The Coalition has decided to reverse a Labor decision to appoint Steve Bracks as Consul-General to New York. This is entirely appropriate – not only should the new Government enjoy the right to make its own appointments, but it might wish to consider whether the position should even exist. In addition, Bracks was about to start the posting at the same time as the new Government, it is not like he is being withdrawn from a posting. Does anyone really think that Steve Bracks is the best person to prosecute a Coalition Government’s position in New York?
While Australia needs to have consulates in the United States, it is unclear that there needs to be a very senior Consul-General living in a $25 million apartment in New York.
Consuls and Consul-Generals perform a variety of traditional consular tasks (eg helping Australian citizens in trouble overseas) and trade commissioner roles (promoting Australian business interests).
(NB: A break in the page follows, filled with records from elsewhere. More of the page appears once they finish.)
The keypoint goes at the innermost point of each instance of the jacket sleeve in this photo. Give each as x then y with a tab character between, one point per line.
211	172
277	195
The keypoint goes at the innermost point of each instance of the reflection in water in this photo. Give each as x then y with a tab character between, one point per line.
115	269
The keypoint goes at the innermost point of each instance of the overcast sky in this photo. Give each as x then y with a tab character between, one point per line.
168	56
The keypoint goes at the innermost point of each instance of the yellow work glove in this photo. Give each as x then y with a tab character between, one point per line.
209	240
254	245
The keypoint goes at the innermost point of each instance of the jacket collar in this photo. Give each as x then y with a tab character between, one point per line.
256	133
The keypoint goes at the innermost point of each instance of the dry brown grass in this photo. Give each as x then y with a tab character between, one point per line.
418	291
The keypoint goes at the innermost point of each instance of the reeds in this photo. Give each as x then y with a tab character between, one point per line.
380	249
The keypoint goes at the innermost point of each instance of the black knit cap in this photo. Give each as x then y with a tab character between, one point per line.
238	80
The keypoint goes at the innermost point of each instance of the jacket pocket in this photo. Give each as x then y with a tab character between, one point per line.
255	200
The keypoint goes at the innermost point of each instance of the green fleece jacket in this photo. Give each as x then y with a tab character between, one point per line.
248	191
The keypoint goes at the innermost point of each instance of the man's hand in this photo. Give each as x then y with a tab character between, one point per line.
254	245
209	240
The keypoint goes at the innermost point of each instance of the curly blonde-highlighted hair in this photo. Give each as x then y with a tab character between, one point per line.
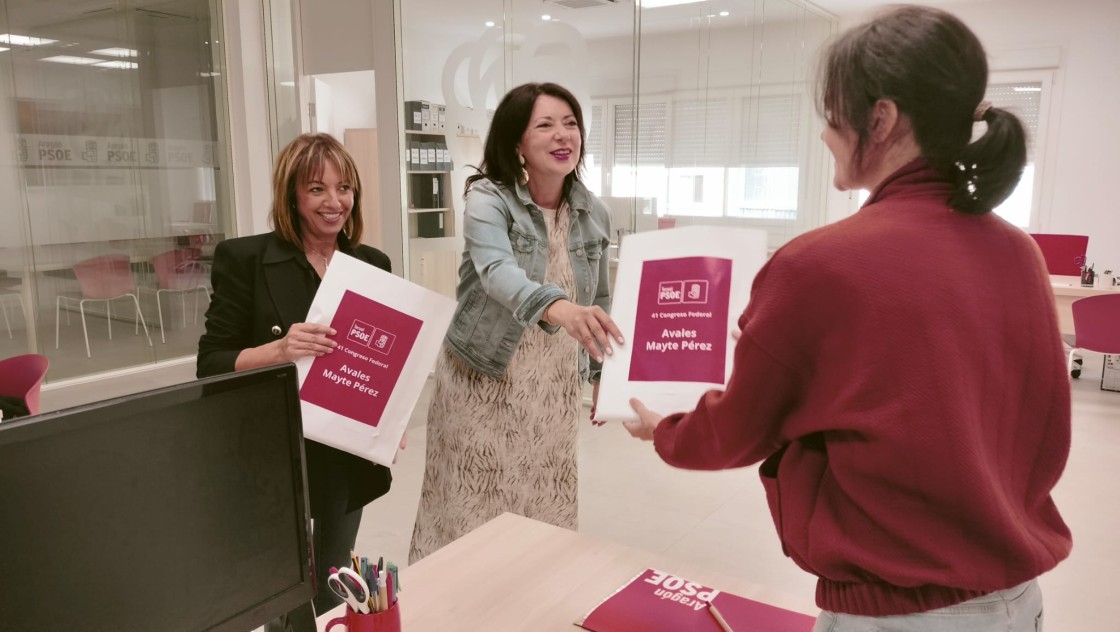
304	160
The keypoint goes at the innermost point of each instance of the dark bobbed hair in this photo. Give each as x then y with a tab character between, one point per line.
501	163
935	71
302	160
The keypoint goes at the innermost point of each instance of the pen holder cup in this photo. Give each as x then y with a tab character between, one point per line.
389	621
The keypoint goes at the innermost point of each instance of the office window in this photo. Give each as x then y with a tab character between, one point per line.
765	183
699	151
641	139
593	149
1025	99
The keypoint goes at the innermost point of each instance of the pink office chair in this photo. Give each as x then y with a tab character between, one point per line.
1065	254
21	377
179	271
1097	325
103	279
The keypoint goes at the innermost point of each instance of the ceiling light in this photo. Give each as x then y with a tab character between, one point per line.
24	40
71	59
115	52
659	3
121	65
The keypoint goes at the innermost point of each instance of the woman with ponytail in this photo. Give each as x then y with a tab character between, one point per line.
899	373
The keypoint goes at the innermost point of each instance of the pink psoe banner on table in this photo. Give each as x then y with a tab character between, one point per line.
660	602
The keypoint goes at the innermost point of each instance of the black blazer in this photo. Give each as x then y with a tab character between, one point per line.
262	286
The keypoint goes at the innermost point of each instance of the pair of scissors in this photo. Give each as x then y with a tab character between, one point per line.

Catallaxy readers will traditionally be skeptical of the need for the latter and the extent of the former.
In the United States, Australia has representations at the Embassy in Washington and New York (United Nations), consul-generals in New York, Chicago, Los Angeles and Honolulu, and Australian Trade Commission offices in Chicago, New York, San Francisco and Washington. Additionally there are various State representatives (Agents-General) such as Victoria’s in Chicago, New York, San Francisco and Washington.
In this day and age do we really need so many representative agencies from Australia in the United States (let alone in other countries)? Surely communications have advanced to the point where significant savings could be achieved by closing down some of these offices.
The United Kingdom is in the process of closing its passport offices throughout the world – these will now be provided electronically as its existing visa service (its consulates will now only issue temporary emergency travel documents). This is just one example where technology and communications can achieve productivity improvements and reduce the cost of the Government’s overseas services.
Did you notice reports that Tanya Plibersek is acting foreign minister until the new Government is sworn in? Does this mean that Bob Carr is taking a holiday at taxpayers’ expense following the St Petersburg G-20 meeting?
Carr says that he will serve full-term. I’m not sure whether he means to the end of his present term (ie: 30 June 2014) or to the end of the term to which he has just been elected (ie: 30 June 2020 – assuming no double dissolutions in the meantime). Paul Howes is said to be sniffing around for a Senate appointment. If that came to pass, it would show Labor has not learned the lessons of its defeat.